At the same time, newspapers were reporting that MbS purchased a private yacht valued at $400 million and paid $450 million for the Van Gogh sold recently at auction in London.
Encouraged by the Kingdom’s promise to pump billions into economic growth projects, the world’s largest fund manager BlackRock and private equity firm Blackstone plan to open offices in Saudi Arabia, the prince told Reuters in October.
During a visit by Trump to the Kingdom in May, the US struck $350 billion in deals, while Blackstone and the investment arm of Saudi Arabia sovereign wealth arms, the PIF announced a $40 billion Infrastructure fund.
Kestenbaum adds investors will expect the Saudi government to establish transparency and the rule of law.

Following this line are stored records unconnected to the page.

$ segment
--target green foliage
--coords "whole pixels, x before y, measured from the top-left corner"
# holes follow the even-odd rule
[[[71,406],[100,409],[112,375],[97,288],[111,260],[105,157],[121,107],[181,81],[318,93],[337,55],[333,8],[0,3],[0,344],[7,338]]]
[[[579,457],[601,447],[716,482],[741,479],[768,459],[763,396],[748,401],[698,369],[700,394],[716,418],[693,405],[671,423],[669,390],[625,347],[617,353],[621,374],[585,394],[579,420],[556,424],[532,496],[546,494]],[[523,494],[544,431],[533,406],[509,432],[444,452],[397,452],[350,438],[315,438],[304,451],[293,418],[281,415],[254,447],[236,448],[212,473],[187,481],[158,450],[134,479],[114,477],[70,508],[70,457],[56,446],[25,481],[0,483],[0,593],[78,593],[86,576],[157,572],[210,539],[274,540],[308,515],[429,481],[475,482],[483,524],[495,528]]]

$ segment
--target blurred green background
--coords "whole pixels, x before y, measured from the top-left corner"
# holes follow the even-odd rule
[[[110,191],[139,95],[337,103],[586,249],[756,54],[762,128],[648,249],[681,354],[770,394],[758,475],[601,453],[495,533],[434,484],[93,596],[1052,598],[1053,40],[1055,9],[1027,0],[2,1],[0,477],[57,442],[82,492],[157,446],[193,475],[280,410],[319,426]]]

It will be difficult for the Crown Prince to reform royal corruption, make the markets more legally and commercially transparent, and employ the millions of under-30 Saudis he now represents. It will be almost impossible unless some sense of predictability is restored to the economy.
A special relationship
Efforts to mediate diplomatic fallout between Qatar and several Middle East countries, including the United Arab Emirates and Saudi Arabia is also expected to be on the agenda during the Crown Prince’s US visit, according to New York University professor Adam Ramey.
Trump has formed a relationship with bin Salman who replaced his cousin Mohammed bin Nayef, as first in line to the throne in June 2017, and tweeted his support for the powerful prince during the corruption purge, and when he orchestrated a blockade of Doha with Gulf allies for their alleged support for extremist groups.
The relations between the two are pretty strong; MBS wants to reform Saudi Arabia domestically and assert a more direct role in the international affairs of the MENA region.
Bin Salman is pursuing policy goals in line with US interests without the need for a direct US military role. This is the best of both worlds for Trump, who is less interested than his predecessors in foreign interventions.
In his explosive and controversial expose of the Trump administration, Fire and Fury Michael Wolff wrote that when bin Salman became Crown Prince Trump boasted that he and his special adviser and son-in-law Jared Kushner had “their man on top” in the Kingdom.
Some international media outlets are noting that Qatar is winning the propaganda war in the ongoing dispute. Bin Salman is likely trying to make sure that President Trump is still on his side. I’m confident that he is.